As I said in my original post, if you are at 30% then easy gains are certainly possible.
Also, if you are at 30% then you probably does not suffer from thermal throttling of the CPU frequency nearly as much as those who are at 60-80%.
> Michael S (already5chosen.delete@this.yahoo.com) on May 19, 2022 1:14 am wrote:
> > If you are currently utilizing, say, 30% of AVX2+FMA computational
> > ability and want to improve it to utilization
> > of, say, 25% of AVX-512 ability then your method is likely (for same value of 'likely') to work.
> >
> > But what if your goals are more ambitious?

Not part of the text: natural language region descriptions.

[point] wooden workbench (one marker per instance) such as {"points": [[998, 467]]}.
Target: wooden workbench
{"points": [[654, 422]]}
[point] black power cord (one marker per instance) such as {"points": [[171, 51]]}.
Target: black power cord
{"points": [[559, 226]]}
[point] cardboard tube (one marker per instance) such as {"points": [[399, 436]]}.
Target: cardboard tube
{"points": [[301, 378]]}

> > E.g. you invested significant effort in manual optimization of AVX path. You organized your arrays
> > in 256-bit oriented "hybrid" (==AoSoA) data layout and use of _mm256_xxx() in two inner levels
> > of loops. And you achieved good results, say, 65-70% of peak FLOPs of your AVX2 CPU. Then now you
> > probably want to achieve similar or slightly lower sustained-to-peak FLOPs ratio with AVX-512.
> > Flopping compiler switch is of little help in such case. More likely, of no help at all.
>
> I understand it's not fun to port existing code. Let's imagine a scenario where the data layout/interleaving
> is chosen to be larger than any expected vector (say 4096 bits, enough even for current RISC-V
> with LMUL=8), and instead of _mm256 you're using Highway wrapper functions plus a loop (possibly
> fully unrolled by the compiler) over your 4096-bit blocks.

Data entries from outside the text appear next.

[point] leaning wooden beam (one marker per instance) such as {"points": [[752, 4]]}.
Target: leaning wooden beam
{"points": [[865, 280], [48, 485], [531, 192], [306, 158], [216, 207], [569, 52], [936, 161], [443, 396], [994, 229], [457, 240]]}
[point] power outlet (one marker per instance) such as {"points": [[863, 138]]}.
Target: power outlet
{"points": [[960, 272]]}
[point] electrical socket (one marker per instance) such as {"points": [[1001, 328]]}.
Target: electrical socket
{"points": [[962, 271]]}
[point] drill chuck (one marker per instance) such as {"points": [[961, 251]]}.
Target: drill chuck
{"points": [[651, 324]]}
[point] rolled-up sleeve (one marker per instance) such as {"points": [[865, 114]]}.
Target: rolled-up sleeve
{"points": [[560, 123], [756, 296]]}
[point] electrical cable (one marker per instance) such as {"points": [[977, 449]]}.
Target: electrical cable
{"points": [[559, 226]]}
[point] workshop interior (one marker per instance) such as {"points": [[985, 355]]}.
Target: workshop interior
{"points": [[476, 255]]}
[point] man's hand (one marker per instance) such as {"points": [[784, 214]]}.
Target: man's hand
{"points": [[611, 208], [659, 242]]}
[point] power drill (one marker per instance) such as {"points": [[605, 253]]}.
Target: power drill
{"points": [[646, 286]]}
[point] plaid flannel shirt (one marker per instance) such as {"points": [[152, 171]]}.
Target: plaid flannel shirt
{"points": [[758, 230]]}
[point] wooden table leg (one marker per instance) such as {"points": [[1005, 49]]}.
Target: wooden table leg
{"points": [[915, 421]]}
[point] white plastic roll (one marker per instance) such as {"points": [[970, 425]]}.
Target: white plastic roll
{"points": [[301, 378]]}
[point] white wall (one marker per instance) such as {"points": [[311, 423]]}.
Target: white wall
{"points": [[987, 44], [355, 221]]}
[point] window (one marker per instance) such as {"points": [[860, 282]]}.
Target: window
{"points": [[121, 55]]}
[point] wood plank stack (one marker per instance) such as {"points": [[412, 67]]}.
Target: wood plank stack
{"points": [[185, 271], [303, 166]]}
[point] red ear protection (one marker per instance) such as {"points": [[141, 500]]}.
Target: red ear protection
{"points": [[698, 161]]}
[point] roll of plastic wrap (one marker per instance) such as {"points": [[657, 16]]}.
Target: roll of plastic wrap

May be, for your jobs it is a good layout, for many of my jobs it's too coarse.
For example, one of my important workloads is decomposition of Hermitian matrices with N in range 50 to 100. Padding everything to multiples of 64 doubles will reduce performance by bigger factor than 2x difference between AVX-512 and AVX2 (pay attention, Hermitian/symmetric matrices are triangle-shaped, rather than squares, which doubles the impact). That's before we face the fact that on majority of Intel's HW the real difference in throughput is significantly less than 2x.
Thinking about it, even padding to 8 doubles would eat significant portion of potential gain, but in this case it, hopefully, would not eat all of the gain.
>
> Then AVX-512 is indeed just a recompile away, and in shipping production code
> (JPEG XL, vqsort) I can report 1.4-1.6x speedups, including throttling.
The question is - how close you are to peak FLOPs?
As I said in my original post, if you are at 30% then easy gains are certainly possible.
Also, if you are at 30% then you probably does not suffer from thermal throttling of the CPU frequency nearly as much as those who are at 60-80%.